Judas de Keriot pregunta:
– ¿Y también nos enseñarás a hacer milagros este año?
– No se enseña a hacer milagros. No es juego de ilusionista. El milagro viene de Dios. Lo obtiene quien goza de favor ante Dios. Si aprendéis a ser buenos; tendréis este favor y podréis hacer milagros.
Pedro dice:
– Pero tú nunca respondes a nuestra pregunta. La hicieron Simón y Juan y no nos dices a dónde fuiste esta noche. Ir así; sólo, en un país pagano, puede ser peligroso.
– Fui a hacer feliz a un corazón recto, porque pronto morirá. Y a recoger su herencia.
– ¿De veras? ¿Es mucha?
– Mucha Pedro. Y de gran valor. Fruto del trabajo de un verdadero justo.
– Pero… Pero yo no he visto nada en tu alforja. ¿Acaso son joyas que tienes en el seno?
– Sí. Son joyas que amo con todo el corazón.
– Muéstranoslas, Señor.
– Las recibiré cuando el que está por morir, haya fallecido. Por ahora le sirven a él y a Mí, dejándolas donde están.
– ¿Las has puesto en interés?
– ¿Crees que todo lo valioso sea dinero? Esto es la cosa más inútil e insípida que haya sobre la tierra. No sirve sino para la materia, el crimen y el Infierno. Muy raras veces el hombre lo emplea para el Bien.
– ¿Entonces si no es dinero, que cosa es?
– Tres discípulos educados por un santo.
– ¡Has estado con el bautista!, ¡Oh! Pero, ¿Por qué?
– Porque vosotros siempre me tenéis y entre todos, valéis menos que una sola uña del Profeta. ¿No era justo que llevase al santo de Israel, la bendición de Dios; para darle fuerzas para el martirio?
Judas exclama:
– Pero si es un santo, no tiene necesidad de fuerzas. ¡Lo hace por sí mismo!

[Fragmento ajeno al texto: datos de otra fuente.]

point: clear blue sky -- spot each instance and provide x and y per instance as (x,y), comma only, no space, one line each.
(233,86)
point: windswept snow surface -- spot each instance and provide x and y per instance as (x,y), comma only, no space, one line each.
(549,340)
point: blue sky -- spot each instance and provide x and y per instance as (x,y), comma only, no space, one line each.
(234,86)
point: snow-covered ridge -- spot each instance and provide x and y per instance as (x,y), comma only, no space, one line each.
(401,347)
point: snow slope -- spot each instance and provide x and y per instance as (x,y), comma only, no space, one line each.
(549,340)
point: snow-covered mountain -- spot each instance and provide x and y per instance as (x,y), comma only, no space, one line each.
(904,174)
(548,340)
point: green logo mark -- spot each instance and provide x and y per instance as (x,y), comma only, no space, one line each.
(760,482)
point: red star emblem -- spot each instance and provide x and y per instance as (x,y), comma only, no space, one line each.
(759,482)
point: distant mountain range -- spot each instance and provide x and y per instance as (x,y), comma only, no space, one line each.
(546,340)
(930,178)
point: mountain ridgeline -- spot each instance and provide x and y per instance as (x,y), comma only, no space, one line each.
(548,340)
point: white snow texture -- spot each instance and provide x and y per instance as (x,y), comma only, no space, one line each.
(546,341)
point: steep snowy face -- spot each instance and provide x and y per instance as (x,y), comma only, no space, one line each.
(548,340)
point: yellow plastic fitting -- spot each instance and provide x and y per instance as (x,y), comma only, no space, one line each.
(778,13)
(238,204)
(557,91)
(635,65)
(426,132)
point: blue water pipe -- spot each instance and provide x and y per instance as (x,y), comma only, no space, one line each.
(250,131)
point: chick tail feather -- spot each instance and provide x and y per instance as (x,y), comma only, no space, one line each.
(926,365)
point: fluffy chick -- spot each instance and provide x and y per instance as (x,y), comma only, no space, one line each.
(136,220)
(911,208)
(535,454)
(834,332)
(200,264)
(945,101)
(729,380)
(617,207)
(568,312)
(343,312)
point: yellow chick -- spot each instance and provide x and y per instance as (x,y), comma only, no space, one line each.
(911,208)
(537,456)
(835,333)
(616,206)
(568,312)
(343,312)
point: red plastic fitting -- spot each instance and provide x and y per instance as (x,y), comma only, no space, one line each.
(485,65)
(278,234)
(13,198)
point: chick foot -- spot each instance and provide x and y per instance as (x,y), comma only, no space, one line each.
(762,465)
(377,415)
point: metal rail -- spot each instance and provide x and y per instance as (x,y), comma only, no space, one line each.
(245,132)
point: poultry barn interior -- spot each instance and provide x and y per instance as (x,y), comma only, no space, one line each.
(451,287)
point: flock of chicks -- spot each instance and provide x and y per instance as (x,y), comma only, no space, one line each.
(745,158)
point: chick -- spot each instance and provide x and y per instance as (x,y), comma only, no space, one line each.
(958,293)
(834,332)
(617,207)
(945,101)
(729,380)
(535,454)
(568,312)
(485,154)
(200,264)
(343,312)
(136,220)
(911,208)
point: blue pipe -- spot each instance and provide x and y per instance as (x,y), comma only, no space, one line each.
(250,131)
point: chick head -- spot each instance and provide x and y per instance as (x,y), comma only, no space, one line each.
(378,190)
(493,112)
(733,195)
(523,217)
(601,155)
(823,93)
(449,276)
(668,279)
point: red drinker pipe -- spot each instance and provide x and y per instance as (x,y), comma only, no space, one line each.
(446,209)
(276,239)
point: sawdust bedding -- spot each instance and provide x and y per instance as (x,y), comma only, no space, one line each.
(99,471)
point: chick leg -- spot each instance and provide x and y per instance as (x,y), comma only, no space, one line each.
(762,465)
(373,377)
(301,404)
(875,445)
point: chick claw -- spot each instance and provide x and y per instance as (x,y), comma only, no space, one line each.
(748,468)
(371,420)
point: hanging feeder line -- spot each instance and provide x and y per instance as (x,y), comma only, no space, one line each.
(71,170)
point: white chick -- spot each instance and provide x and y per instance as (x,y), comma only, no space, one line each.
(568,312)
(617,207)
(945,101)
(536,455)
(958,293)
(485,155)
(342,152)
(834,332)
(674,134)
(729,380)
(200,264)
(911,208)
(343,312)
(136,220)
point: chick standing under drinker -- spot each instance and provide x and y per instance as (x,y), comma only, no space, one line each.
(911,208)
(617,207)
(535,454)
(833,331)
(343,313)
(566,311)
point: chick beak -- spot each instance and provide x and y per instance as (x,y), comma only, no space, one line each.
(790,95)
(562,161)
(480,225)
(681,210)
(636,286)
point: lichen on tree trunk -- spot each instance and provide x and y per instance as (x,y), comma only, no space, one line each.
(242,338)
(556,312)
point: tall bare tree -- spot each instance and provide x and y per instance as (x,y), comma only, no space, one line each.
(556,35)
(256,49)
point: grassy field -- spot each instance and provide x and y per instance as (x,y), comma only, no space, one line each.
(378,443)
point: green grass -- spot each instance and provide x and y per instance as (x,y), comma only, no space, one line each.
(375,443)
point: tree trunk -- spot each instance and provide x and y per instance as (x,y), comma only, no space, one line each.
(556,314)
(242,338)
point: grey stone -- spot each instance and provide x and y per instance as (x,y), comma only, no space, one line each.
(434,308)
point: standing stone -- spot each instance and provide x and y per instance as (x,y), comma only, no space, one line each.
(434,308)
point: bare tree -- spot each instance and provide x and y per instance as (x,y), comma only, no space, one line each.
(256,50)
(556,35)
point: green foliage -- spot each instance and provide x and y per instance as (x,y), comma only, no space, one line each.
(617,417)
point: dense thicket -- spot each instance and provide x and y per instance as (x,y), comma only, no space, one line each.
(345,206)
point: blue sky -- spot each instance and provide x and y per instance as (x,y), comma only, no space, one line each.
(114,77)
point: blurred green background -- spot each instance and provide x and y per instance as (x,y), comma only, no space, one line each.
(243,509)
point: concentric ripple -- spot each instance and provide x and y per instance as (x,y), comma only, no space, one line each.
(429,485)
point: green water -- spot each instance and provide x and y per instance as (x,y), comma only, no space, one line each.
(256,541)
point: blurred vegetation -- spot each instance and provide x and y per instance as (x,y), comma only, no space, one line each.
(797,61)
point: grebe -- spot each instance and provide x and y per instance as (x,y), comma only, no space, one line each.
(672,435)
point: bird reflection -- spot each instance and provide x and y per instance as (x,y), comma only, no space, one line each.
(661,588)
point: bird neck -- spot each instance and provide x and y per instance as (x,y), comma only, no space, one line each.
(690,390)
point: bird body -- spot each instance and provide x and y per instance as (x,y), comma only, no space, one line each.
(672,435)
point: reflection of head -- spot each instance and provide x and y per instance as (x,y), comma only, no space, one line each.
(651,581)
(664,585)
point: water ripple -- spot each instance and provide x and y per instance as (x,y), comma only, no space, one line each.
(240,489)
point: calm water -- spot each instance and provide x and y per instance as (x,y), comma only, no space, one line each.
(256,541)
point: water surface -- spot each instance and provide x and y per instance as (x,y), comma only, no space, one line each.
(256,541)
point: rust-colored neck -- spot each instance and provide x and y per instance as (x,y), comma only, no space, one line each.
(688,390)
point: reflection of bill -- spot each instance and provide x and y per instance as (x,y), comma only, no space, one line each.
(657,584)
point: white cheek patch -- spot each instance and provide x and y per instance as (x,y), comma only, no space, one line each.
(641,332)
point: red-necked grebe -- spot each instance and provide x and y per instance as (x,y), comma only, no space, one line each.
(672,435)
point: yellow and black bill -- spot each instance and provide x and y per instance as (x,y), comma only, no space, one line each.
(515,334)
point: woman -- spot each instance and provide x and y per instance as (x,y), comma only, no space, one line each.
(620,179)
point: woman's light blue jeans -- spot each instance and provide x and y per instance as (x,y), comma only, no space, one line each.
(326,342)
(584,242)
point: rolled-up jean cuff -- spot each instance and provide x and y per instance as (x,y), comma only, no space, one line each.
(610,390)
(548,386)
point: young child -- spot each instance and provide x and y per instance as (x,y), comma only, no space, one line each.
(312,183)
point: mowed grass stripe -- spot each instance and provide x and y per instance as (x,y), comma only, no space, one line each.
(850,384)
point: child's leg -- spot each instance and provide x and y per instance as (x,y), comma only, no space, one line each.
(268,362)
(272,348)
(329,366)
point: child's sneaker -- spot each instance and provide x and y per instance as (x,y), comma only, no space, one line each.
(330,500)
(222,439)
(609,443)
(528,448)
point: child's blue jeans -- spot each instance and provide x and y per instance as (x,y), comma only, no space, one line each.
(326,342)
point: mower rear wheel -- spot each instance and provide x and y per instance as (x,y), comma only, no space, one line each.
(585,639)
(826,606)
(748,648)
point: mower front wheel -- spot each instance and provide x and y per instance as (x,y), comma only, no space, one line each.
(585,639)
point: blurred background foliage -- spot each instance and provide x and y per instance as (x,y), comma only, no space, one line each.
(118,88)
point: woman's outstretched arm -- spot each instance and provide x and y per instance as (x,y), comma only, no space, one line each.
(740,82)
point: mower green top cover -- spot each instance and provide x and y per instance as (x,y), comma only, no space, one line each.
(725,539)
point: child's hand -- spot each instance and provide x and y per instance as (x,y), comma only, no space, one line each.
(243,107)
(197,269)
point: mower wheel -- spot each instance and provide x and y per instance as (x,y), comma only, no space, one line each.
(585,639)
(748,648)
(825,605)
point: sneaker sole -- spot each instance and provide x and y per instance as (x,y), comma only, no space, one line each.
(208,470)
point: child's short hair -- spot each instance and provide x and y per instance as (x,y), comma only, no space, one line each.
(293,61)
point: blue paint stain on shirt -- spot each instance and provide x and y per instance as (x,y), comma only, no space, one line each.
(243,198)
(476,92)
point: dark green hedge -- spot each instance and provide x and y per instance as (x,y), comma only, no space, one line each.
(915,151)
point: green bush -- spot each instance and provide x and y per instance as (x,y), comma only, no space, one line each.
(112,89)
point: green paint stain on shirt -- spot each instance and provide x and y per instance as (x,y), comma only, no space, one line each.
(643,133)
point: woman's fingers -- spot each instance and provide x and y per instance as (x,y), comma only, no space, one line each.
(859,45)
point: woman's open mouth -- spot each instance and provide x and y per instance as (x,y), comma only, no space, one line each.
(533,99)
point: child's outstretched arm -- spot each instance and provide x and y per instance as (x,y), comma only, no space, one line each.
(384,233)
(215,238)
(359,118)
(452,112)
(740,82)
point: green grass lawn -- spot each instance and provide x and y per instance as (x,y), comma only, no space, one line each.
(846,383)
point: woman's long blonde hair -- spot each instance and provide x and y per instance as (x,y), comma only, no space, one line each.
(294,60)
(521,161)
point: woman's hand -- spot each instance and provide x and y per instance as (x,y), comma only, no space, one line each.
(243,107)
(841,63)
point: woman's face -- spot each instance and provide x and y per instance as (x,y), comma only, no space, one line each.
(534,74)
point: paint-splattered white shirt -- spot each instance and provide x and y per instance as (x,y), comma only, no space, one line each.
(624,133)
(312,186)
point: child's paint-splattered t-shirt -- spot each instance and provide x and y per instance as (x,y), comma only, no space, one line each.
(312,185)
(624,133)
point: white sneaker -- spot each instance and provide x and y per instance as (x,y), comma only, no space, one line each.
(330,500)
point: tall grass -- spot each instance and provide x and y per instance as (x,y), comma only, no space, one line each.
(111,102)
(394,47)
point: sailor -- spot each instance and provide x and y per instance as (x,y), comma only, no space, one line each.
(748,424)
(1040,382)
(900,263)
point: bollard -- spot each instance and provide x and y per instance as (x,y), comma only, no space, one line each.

Jesús lo mira detenidamente, antes de responder:
– Llegará un día en que mis santos serán llevados ante los jueces y a la muerte. Serán santos. Estarán en gracia de Dios. Estarán fortalecidos con la Fe, Esperanza y caridad. Y con todo… ¡Ya oigo el grito de su corazón!: ‘¡Señor, ayúdanos en esta hora!… Sólo con mi ayuda, mis santos serán fuertes en las persecuciones.
Bartolomé dice:
– Pero no seremos nosotros, ¿No es verdad? Porque yo no tengo realmente la capacidad para sufrir.
– Es verdad. No la tienes Bartolomé; porque todavía no estás bautizado.
– Sí que lo he sido.
– Con el agua. Pero te falta todavía otro bautismo. Entonces sabrás sufrir.
– Ya estoy viejo.
– Y cuando seas viejísimo; serás más fuerte que un joven.
– Pero nos ayudarás siempre, ¿Verdad?
– Estaré siempre con vosotros.
– Trataré de acostumbrarme al sufrimiento. –concluye Bartolomé.
Mateo dice:
– Yo debo sufrir y espero haber lavado con mucho trabajo mi espíritu.
Juan suspira y agrega:
– Y yo… no sé. Querría morir pero no verte sufrir. Querría estar a tu lado para consolarte en la agonía. Querría vivir por mucho tiempo, para servirte por largos años. Querría morir contigo para entrar contigo en el Cielo. Querría todo porque te amo y pienso que yo; el menor entre mis hermanos; podré todo esto si sé amarte perfectamente. JESÚS AUMENTA TU AMOR.
Judas corrige:
– Querrás decir, aumenta mi amor. Porque somos nosotros quienes debemos amar siempre más.
Jesús atrae hacia Sí al apasionado y puro Juan. Y lo besa en la frente diciendo:
– Has revelado un misterio de Dios sobre la santificación de los corazones. Dios se derrama sobre los justos. Y cuanto más ellos se rinden a su amor, tanto más Él lo aumenta y crece la santidad. No es equivocación, sino una sabia palabra el pedir que Él aumente su amor en el corazón de uno.